Cryptojacking, the hijacking of PCs and systems for the purpose of stealing CPU power in order to covertly mine for cryptocurrency, is becoming a thorn in the side of individuals and businesses alike.
One in three organizations now says they’ve been targeted by cryptocurrency mining malware.
A university was recently forced to shut down its entire network to stop a cryptojacking attack, and in Japan, the first prison sentence has been issued in the country’s history in relation to a crypjacking scheme.
Cryptojacking, which most often involves mining for Monero (XMR) and Ethereum (ETH), can be difficult to detect if CPU usage theft is limited, and as funds are transferred to attacker wallets in real-time, these techniques are becoming more popular with attackers who may have in the past relied on ransomware, which is not guaranteed to provide an illegal payout.
On Thursday, researchers from Check Point said in a blog post that one such form of cryptomining malware, known as KingMiner, first appeared in June this year and is now out in the wild as a new-and-improved variant.
The malware generally targets IIS/SQL Microsoft Servers using brute-force attacks in order to gain the credentials necessary to compromise a server. Once access is granted, a .sct Windows Scriptlet file is downloaded and executed on the victim’s machine.
This script scans and detects the CPU architecture of the machine and downloads a payload tailored for the CPU in use.
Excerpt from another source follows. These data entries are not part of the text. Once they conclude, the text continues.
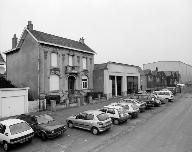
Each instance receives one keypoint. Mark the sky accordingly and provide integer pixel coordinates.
(126, 31)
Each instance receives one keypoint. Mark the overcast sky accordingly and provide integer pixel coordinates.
(127, 31)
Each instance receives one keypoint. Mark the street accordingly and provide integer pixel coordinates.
(166, 128)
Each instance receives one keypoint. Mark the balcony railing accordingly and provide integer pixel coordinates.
(71, 69)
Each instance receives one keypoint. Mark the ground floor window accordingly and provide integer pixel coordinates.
(84, 82)
(54, 83)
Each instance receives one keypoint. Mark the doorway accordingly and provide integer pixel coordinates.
(71, 84)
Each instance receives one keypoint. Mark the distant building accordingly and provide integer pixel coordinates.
(160, 79)
(116, 79)
(2, 64)
(50, 64)
(169, 67)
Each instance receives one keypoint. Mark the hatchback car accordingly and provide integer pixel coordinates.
(166, 95)
(140, 104)
(44, 125)
(145, 98)
(131, 108)
(13, 131)
(93, 120)
(116, 113)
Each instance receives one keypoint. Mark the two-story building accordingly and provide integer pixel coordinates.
(49, 64)
(2, 65)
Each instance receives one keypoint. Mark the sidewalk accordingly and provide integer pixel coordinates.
(62, 114)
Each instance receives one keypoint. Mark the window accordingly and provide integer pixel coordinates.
(84, 63)
(54, 82)
(78, 60)
(54, 59)
(70, 60)
(91, 61)
(89, 117)
(84, 82)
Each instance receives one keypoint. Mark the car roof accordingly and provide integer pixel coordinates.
(93, 112)
(115, 107)
(10, 122)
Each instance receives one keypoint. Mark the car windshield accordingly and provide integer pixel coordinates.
(44, 119)
(134, 106)
(19, 127)
(102, 117)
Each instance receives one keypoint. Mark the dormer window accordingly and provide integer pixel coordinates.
(54, 60)
(84, 63)
(70, 60)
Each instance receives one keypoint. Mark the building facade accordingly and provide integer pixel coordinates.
(2, 65)
(184, 70)
(50, 64)
(116, 79)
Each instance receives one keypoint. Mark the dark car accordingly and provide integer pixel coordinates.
(145, 98)
(44, 125)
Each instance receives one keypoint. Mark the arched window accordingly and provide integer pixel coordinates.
(84, 82)
(54, 82)
(54, 59)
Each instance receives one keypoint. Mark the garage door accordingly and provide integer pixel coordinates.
(12, 106)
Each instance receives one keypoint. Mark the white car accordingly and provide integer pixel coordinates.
(131, 108)
(140, 104)
(116, 113)
(13, 131)
(166, 95)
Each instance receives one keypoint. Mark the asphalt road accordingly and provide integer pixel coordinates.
(167, 128)
(169, 131)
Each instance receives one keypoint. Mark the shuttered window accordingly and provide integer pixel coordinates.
(53, 59)
(54, 82)
(84, 82)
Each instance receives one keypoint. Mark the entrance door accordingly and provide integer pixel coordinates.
(71, 84)
(12, 106)
(112, 78)
(119, 85)
(132, 84)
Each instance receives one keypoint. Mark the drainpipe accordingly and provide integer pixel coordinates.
(38, 68)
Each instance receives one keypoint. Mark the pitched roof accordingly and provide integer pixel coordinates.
(1, 59)
(52, 39)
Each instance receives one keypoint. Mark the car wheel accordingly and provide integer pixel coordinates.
(95, 131)
(30, 140)
(116, 121)
(43, 136)
(5, 146)
(70, 124)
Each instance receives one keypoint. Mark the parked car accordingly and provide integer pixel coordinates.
(93, 120)
(166, 95)
(140, 104)
(116, 113)
(172, 89)
(145, 98)
(13, 131)
(131, 108)
(157, 101)
(44, 125)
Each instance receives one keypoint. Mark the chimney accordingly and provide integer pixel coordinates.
(30, 26)
(14, 41)
(82, 40)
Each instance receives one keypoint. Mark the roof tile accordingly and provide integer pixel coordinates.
(41, 36)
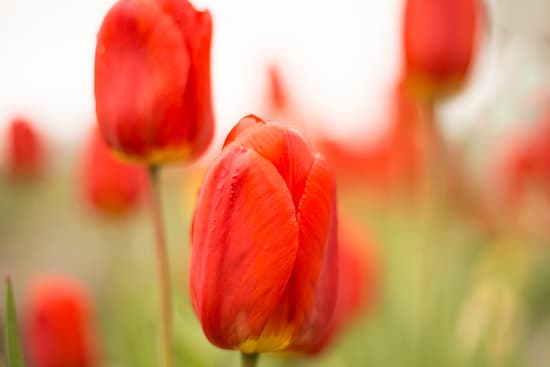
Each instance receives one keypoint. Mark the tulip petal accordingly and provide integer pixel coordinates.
(141, 74)
(244, 243)
(196, 30)
(243, 125)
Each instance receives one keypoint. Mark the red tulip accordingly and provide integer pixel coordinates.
(59, 324)
(439, 40)
(277, 96)
(264, 249)
(111, 186)
(357, 283)
(152, 80)
(394, 161)
(25, 150)
(524, 166)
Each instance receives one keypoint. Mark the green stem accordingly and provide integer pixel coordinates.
(165, 300)
(249, 360)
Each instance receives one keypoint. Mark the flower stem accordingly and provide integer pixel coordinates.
(249, 360)
(165, 300)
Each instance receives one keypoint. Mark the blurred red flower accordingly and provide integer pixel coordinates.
(152, 80)
(439, 40)
(393, 161)
(58, 324)
(25, 151)
(264, 247)
(112, 187)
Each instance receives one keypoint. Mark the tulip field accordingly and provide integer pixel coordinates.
(153, 242)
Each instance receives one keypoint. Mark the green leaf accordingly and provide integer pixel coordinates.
(13, 346)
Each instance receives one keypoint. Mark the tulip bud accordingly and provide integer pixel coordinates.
(59, 324)
(439, 39)
(152, 80)
(264, 248)
(25, 150)
(110, 186)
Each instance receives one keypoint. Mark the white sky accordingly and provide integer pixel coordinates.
(340, 58)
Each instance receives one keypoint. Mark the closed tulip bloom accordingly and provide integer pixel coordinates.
(24, 153)
(152, 80)
(358, 283)
(58, 324)
(110, 186)
(439, 41)
(264, 247)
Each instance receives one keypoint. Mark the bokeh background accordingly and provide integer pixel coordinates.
(449, 287)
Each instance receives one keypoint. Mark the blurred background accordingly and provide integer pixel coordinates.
(456, 269)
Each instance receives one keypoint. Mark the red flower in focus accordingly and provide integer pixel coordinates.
(358, 281)
(111, 186)
(58, 324)
(278, 102)
(152, 80)
(264, 249)
(439, 40)
(24, 150)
The payload appears to be a .zip but is actually an XML file which the researchers say will “bypass emulation attempts.”
It is worth noting that if older versions of the attack files are found on the victim machine, these files will be deleted by the new infection.
Once extracted, the malware payload creates a set of new registry keys and executes an XMRig miner file, designed for mining Monero.
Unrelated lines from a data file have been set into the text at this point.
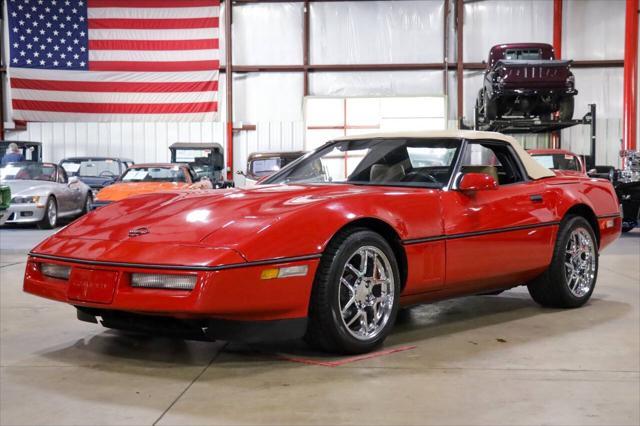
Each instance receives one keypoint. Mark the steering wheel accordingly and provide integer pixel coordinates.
(416, 176)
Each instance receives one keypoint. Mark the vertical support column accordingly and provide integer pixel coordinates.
(459, 56)
(557, 47)
(306, 46)
(2, 74)
(445, 52)
(630, 93)
(557, 28)
(228, 15)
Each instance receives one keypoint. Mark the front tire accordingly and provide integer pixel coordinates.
(50, 219)
(570, 279)
(355, 297)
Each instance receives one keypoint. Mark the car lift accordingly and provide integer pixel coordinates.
(520, 125)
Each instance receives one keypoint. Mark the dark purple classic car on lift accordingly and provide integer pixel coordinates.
(525, 79)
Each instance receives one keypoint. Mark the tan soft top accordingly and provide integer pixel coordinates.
(534, 169)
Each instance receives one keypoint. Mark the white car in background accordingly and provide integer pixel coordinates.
(41, 193)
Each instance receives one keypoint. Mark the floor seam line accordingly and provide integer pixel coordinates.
(11, 264)
(619, 273)
(195, 379)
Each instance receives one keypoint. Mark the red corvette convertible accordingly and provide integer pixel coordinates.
(331, 246)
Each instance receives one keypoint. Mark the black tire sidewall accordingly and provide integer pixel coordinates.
(346, 250)
(558, 268)
(45, 222)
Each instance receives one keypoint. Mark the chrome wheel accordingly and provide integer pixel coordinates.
(366, 293)
(52, 213)
(580, 262)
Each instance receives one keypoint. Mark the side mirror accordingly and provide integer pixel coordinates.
(217, 160)
(477, 182)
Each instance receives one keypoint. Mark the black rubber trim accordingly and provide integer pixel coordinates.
(206, 329)
(609, 216)
(176, 267)
(477, 233)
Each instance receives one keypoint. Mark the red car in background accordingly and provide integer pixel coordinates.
(562, 162)
(332, 245)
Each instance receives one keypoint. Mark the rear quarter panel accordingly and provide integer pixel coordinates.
(597, 194)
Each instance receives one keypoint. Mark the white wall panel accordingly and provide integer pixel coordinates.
(267, 97)
(491, 22)
(267, 34)
(608, 140)
(376, 32)
(269, 136)
(376, 83)
(602, 86)
(593, 29)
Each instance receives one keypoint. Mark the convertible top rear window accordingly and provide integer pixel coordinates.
(391, 162)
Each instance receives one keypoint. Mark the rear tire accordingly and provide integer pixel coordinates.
(628, 226)
(571, 277)
(50, 219)
(354, 302)
(566, 108)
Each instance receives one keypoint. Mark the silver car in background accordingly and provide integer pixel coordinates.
(41, 193)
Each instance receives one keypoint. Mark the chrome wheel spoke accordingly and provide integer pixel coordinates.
(580, 255)
(366, 293)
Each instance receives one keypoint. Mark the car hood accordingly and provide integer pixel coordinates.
(251, 222)
(28, 187)
(122, 190)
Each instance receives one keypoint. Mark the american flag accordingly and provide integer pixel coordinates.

The miner is configured to use 75 percent of CPU capacity, but potentially due to coding errors, will actually utilize 100 percent of the CPU.
To make it more difficult to track or issue attribution to the threat actor, the KingMiner’s mining pool has been made private and the API has been turned off. In addition, the wallet has never been used in public mining pools, and so it is not possible for the researchers to know what domains are in use — or how many Monero coins have been mined through the attacks.
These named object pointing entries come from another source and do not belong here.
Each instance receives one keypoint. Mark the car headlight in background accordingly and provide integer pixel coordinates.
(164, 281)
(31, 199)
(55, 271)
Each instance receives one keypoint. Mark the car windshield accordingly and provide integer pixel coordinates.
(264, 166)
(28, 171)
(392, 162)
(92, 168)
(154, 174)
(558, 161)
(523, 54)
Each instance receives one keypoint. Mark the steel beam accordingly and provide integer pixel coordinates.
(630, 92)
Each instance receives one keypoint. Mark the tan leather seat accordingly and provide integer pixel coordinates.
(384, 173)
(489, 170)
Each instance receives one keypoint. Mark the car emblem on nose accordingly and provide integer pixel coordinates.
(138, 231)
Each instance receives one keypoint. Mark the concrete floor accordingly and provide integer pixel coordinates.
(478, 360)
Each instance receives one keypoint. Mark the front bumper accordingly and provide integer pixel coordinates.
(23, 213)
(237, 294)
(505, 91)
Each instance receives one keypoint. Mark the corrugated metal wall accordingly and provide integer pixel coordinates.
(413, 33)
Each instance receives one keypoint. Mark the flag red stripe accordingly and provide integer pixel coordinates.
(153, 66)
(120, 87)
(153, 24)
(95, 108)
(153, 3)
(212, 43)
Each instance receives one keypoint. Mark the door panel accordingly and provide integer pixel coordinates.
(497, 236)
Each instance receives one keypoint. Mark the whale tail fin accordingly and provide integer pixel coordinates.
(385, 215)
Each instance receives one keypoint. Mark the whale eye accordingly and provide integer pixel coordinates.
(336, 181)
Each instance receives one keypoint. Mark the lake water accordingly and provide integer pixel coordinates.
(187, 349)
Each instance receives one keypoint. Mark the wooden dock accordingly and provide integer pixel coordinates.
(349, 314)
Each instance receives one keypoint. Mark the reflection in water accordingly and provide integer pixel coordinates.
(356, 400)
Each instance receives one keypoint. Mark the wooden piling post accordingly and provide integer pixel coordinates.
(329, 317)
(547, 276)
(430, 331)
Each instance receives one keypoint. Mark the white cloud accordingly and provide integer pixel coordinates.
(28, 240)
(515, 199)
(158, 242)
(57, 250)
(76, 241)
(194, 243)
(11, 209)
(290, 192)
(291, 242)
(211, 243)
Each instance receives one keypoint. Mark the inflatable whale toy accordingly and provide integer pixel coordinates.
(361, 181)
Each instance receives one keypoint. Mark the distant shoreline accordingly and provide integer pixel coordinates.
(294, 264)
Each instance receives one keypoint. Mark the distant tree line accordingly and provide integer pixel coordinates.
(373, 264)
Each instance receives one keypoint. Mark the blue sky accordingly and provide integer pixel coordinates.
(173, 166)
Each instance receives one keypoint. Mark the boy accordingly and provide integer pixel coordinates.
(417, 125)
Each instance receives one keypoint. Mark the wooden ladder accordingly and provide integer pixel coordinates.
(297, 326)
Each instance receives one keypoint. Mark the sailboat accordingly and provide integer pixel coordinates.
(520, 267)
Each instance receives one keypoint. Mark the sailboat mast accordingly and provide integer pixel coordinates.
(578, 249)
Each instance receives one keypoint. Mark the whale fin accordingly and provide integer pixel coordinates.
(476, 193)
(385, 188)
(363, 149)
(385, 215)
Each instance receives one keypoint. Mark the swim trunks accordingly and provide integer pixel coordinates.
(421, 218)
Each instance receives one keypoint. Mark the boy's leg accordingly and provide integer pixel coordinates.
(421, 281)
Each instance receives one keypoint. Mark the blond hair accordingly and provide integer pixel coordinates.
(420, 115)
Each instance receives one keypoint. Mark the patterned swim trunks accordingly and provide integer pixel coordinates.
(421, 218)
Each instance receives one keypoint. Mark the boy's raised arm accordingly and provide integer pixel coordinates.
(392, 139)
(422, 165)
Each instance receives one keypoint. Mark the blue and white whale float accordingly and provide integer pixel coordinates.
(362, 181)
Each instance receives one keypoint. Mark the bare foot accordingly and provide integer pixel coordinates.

However, Check Point has tracked “widespread” infections from Mexico to India, and Norway to Israel.
The new version of KingMiner is being deployed with two other variants, and the malware’s operators appear to be continually improving the malware — with a particular focus on avoiding emulation and detection.
“The attacker employs various evasion techniques to bypass emulation and detection methods, and, as a result, several detection engines have noted significantly reduced detection rates,” the cybersecurity firm says. “Based on our analysis of sensor logs, there is a steady rise in the number of KingMiner attack attempts.”
Check Point says that within KingMiner’s code, there is also a vast array of placeholders in the code for future updates, and so the malware may become a more prevalent threat in the future.